The cool and rainy California spring has delayed the arrival of summer fruits and vegetables. Finally, we are seeing local summer squashes, which are a welcome sight after long months of winter’s harvest. I may tire of summer squash come October, but for now I’m delighted to bring them back onto our plates.
Several years ago, my friend Ruth and I dined at Chez Panisse’s Upstairs Café. Ruth had a salad that included zucchini ribbons, which she generously shared. Ever since, I’ve been incorporating summer squash into our salads.
Tender, new crop summer squashes are perfect for this salad. Since squash is so prolific, there will be opportunities to enjoy this salad in the coming months.
Coincident to the presence of summer squashes, summer herbs have also returned to the farmers market. I chose basil, and added my garden mint for the dressing, but go with what inspires. Parsley and cilantro would make a lively combination.
The delicate flavor of squash takes on the tastes of the dressing ingredients. I prefer a lighter hand with the dressing to avoid over-powering the squash flavor.
This recipe is adapted from the highly praised, sautéed zucchini with basil, mint, and pine nuts developed by the folks at Food 52, their take on Bay Area’s Deborah Madison’s famed recipe.
Salad of Zucchini Coins with Basil and Mint
Ingredients
- 1 pound, about 5 zucchini sliced into very thin coins (think U.S. quarter or 2 Eur)

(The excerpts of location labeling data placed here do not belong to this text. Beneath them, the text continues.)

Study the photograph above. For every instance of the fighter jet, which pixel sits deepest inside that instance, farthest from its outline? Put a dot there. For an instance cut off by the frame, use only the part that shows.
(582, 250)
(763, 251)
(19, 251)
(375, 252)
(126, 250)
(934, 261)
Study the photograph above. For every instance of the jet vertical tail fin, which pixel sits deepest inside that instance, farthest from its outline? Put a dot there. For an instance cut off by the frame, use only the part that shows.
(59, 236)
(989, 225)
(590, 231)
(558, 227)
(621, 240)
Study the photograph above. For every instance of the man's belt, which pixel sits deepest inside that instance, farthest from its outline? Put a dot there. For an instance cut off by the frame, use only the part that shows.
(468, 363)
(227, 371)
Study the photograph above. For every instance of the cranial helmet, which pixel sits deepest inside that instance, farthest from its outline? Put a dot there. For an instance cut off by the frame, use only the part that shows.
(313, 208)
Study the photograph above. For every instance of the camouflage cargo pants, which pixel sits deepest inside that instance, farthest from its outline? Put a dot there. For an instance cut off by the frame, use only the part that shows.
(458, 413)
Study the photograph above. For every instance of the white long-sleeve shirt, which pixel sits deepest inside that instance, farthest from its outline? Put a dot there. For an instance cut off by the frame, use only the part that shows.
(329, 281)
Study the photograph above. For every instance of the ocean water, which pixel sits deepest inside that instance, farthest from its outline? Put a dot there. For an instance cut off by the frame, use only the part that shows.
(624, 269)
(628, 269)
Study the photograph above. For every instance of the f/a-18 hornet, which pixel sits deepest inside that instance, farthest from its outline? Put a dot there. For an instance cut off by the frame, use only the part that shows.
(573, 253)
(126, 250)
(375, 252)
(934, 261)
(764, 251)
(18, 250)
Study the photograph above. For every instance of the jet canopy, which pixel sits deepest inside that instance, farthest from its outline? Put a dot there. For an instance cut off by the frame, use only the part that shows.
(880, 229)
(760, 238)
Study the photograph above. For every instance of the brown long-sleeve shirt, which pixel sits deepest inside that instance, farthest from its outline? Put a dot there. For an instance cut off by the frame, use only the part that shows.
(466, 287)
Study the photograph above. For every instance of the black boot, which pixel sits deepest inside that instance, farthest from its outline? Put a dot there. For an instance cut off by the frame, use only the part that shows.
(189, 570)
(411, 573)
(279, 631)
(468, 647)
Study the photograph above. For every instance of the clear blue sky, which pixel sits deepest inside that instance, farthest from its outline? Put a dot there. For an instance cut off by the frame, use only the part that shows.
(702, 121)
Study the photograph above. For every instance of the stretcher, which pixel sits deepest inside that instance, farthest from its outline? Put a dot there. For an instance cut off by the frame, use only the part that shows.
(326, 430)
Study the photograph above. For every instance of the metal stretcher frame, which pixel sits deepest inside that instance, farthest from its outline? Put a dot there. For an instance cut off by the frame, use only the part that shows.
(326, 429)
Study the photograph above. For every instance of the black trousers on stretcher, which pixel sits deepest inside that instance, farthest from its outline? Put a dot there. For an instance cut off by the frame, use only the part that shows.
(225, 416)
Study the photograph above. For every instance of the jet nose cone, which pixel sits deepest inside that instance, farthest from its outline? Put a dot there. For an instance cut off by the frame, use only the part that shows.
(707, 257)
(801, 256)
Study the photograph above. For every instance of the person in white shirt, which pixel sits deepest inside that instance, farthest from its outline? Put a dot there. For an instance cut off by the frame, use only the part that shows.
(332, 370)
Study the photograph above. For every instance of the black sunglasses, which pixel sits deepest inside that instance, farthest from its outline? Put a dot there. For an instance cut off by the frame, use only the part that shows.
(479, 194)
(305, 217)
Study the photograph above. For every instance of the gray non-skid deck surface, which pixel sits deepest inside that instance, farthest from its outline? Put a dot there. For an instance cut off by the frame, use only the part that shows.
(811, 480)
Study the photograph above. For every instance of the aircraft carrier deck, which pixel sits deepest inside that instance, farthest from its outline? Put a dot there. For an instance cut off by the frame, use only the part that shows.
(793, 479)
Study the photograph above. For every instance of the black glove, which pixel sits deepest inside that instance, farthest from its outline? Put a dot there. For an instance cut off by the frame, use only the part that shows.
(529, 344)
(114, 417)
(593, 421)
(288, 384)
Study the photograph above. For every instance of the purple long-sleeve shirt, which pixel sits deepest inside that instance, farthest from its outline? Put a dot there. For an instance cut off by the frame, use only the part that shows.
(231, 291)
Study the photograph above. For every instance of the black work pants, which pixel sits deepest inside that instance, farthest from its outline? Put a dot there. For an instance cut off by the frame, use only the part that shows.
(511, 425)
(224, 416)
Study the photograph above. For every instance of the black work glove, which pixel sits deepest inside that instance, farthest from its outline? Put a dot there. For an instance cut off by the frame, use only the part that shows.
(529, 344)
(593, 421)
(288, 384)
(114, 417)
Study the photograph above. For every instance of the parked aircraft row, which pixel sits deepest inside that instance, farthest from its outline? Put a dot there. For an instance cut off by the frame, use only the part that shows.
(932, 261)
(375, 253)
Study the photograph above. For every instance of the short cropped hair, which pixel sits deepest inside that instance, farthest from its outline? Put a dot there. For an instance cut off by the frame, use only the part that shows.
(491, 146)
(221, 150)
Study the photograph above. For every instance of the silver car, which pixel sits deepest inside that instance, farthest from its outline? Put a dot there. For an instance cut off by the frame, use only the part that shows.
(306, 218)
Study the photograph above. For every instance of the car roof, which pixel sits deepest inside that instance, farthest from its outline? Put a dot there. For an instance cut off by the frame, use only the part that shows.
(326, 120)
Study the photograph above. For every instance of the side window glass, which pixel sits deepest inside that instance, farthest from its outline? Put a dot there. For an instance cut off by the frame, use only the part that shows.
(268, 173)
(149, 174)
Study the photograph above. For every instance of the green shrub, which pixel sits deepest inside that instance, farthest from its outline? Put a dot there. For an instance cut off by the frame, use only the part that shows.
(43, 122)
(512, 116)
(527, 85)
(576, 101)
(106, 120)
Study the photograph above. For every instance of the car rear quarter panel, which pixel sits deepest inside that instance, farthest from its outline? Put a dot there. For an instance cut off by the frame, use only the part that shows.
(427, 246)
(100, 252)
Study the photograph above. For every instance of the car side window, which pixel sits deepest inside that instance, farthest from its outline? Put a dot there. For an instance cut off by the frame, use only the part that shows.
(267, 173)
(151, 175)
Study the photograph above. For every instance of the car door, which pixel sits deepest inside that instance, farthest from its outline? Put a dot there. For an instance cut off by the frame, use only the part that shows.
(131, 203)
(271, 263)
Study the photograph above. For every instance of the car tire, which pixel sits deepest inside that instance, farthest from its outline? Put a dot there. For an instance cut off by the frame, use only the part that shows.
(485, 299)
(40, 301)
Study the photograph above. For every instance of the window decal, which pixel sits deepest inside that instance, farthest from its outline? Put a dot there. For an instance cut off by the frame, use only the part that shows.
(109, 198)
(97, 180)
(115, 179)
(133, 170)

- 1/ 4 cup red onion thinly sliced
- 1/ 4 cup pine nuts
- Salt and freshly ground black pepper to taste
For the dressing
- 1 teaspoon lemon zest finely grated
- 2 tablespoons lemon juice freshly squeezed
- 2 tablespoons olive oil extra virgin
- 1 teaspoon Dijon-style mustard
- 1 tablespoon fresh basil leaves finely minced; plus additional for garnish
- 1 tablespoon fresh mint leaves finely minced; plus additional for garnish
- Salt and freshly ground black pepper to taste
Instructions
Make the dressing:
- Use a Microplane or fine grater to remove 1 teaspoon of lemon zest before squeezing for the lemon juice. Combine the mustard and lemon juice in a small bowl. Add the lemon zest. Slowly whisk in the olive oil until all are emulsified. Add salt and pepper to taste. Add the thinly sliced red onion and set aside whilst you toast the pine nuts.
Toast the pine nuts:
- Place the pine nuts in a small, shallow pan. I use a 6-inch frying pan and the pine nuts are in one, even layer. Turn a stovetop burner on to medium heat. Keep a close eye on them as they begin to turn golden brown, about 4 – 5 minutes, stirring frequently. Remove from the pan onto a plate to cool.
Finish the salad:
- Combine the sliced zucchini with about three-quarters of the salad dressing, making sure to include all of the sliced red onion. Gently fold with a wooden spoon until evenly distributed. Fold in the minced basil and mint. Add in additional salad dressing to ensure all of the zucchini is very lightly coated. Taste to adjust for salt and pepper.Serve the salad with a generous flourish of toasted pine nuts and a bit of whole basil and mint leaves for garnish.Note: This salad does well if prepared in advance, in fact the zucchini will become slightly marinated. Only add the pine nuts just before serving to preserve their crunch, as they will get soggy in the salad fairly quickly.